The main driver behind the PB arms race between the two leading cosmetics platforms, Olive Young and Musinsa, is the need to defend profitability. With high inflation and slowing consumer demand dampening overall growth, simply operating as an intermediary or distribution platform is not enough to boost profit margins. Typically, brands entering such platforms pay commissions of around 20-30%. While this provides a steady source of revenue, it is structurally dependent on brand sales.
In contrast, PB allows platforms to design everything from planning and production to pricing strategies in-house, resulting in relatively higher profit margins. Direct deals with manufacturers and increased volume lead to cost savings, further improving profitability. A distribution industry source commented, “For a platform, even a 1-2 percentage point increase in PB share can transform the overall profit structure. Not only can advertising and promotional costs be controlled internally, but securing repeat purchases also helps lock in loyal customers.”

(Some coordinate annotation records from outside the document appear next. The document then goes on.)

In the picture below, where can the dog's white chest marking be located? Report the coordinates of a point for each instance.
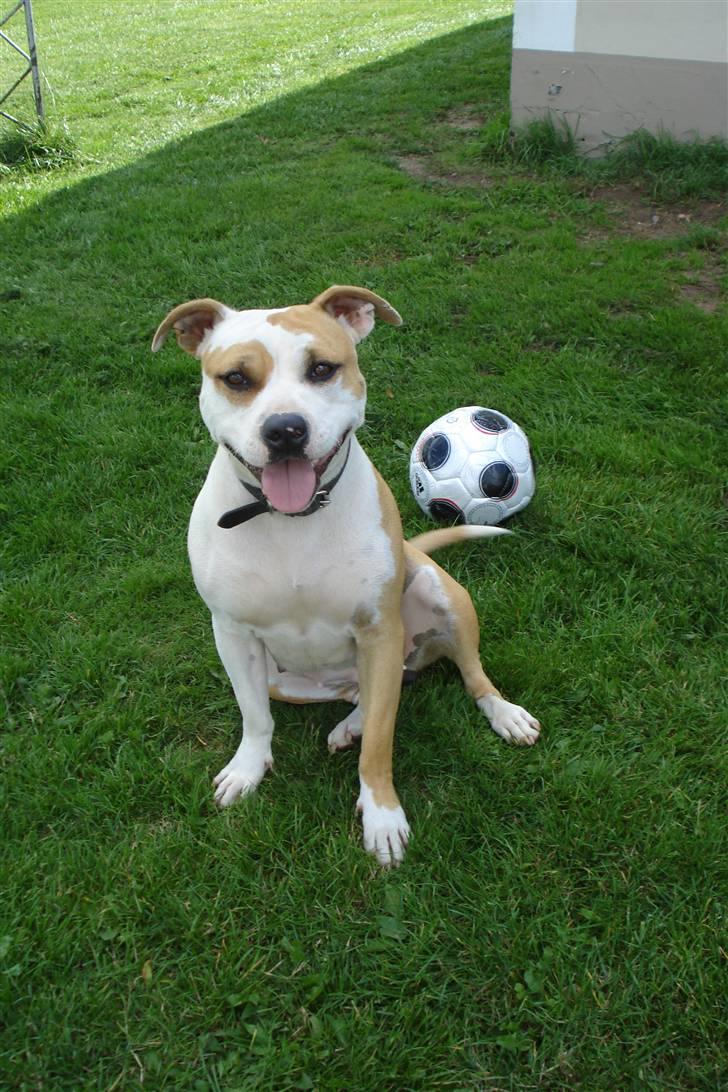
(297, 584)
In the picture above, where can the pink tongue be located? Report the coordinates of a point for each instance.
(289, 485)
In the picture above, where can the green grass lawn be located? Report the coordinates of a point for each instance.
(559, 920)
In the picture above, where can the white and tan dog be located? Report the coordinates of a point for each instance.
(296, 545)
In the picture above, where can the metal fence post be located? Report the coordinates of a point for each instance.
(31, 57)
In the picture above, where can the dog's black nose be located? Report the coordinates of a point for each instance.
(285, 434)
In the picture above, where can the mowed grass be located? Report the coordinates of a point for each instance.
(559, 920)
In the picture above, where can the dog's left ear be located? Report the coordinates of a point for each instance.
(355, 308)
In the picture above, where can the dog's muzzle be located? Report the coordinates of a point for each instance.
(291, 486)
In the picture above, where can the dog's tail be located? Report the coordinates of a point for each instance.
(449, 536)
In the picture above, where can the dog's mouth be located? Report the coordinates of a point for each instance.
(289, 485)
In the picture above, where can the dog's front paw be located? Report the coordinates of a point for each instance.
(240, 776)
(385, 830)
(509, 721)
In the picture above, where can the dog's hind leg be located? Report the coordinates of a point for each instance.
(440, 619)
(346, 732)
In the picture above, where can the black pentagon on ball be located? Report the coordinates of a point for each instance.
(488, 420)
(436, 451)
(498, 481)
(446, 511)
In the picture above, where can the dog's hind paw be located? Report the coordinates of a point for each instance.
(511, 722)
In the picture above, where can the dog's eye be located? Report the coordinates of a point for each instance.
(321, 371)
(237, 381)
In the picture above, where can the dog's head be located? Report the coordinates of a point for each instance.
(282, 389)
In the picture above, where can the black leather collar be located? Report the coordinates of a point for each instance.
(258, 507)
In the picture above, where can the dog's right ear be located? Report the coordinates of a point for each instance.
(190, 322)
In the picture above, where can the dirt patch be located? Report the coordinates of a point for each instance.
(464, 119)
(634, 214)
(703, 288)
(425, 169)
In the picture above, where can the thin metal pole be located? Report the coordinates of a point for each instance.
(37, 92)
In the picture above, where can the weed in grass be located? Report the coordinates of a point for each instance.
(668, 169)
(37, 147)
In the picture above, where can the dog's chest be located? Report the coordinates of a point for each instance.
(301, 585)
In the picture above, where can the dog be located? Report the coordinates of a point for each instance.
(296, 546)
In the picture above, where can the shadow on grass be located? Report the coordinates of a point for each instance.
(263, 210)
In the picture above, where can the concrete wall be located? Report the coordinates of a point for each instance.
(609, 67)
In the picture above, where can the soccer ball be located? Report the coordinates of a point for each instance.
(472, 465)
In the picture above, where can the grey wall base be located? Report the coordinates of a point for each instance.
(604, 97)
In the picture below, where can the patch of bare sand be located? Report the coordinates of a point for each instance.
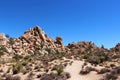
(75, 68)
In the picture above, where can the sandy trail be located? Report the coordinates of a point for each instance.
(74, 70)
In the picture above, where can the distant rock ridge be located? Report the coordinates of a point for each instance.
(35, 39)
(31, 40)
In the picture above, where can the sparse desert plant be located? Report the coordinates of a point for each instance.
(16, 77)
(2, 50)
(8, 76)
(86, 70)
(17, 68)
(17, 57)
(104, 70)
(11, 41)
(59, 69)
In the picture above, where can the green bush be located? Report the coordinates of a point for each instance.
(17, 68)
(59, 69)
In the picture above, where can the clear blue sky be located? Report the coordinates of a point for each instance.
(75, 20)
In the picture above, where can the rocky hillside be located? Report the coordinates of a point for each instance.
(36, 56)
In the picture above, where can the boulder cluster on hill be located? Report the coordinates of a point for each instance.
(36, 56)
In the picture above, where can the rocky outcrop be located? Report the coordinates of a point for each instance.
(32, 40)
(3, 39)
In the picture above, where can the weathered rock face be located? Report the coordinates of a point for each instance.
(81, 47)
(35, 39)
(3, 39)
(116, 48)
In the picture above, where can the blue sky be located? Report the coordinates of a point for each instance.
(75, 20)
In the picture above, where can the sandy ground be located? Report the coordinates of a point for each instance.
(75, 68)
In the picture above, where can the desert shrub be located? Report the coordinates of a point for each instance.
(96, 58)
(17, 57)
(2, 50)
(67, 75)
(11, 41)
(104, 70)
(17, 68)
(48, 50)
(59, 69)
(86, 70)
(8, 76)
(16, 78)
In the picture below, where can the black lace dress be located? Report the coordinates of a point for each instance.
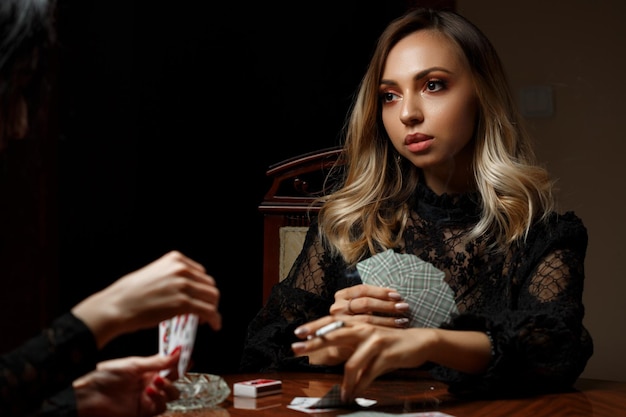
(36, 379)
(528, 299)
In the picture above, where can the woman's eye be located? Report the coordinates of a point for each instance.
(434, 85)
(388, 97)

In particular, for Musinsa, PB expansion is not just about improving margins but is closely tied to broadening its business portfolio. The company aims to evolve from being a fashion-focused platform to a comprehensive "lifestyle platform" by expanding into beauty and increasing its touchpoints from online to offline.
Another industry insider noted, “Musinsa already has a track record of PB success in fashion with Musinsa Standard. If a similar model takes hold in beauty, the company may be re-evaluated not merely as a platform, but as a brand company.”
This is a pivotal point for Musinsa, which is preparing for an initial public offering (IPO). While platform companies are traditionally evaluated based on gross merchandise value (GMV) and monthly active users (MAU), recent market trends increasingly emphasize profitability and cash generation. Expanding the PB share directly improves the gross profit margin (GPM), which in turn stabilizes the operating margin. For investors, it is an opportunity to witness both top-line growth and profitability improvement.
An investment banking industry official commented, “For companies preparing for IPOs, a qualitative growth story is more important than simple transaction volume growth. Expanding PB reduces platform dependency and builds proprietary brand assets, which broadens the peer group for valuation purposes.”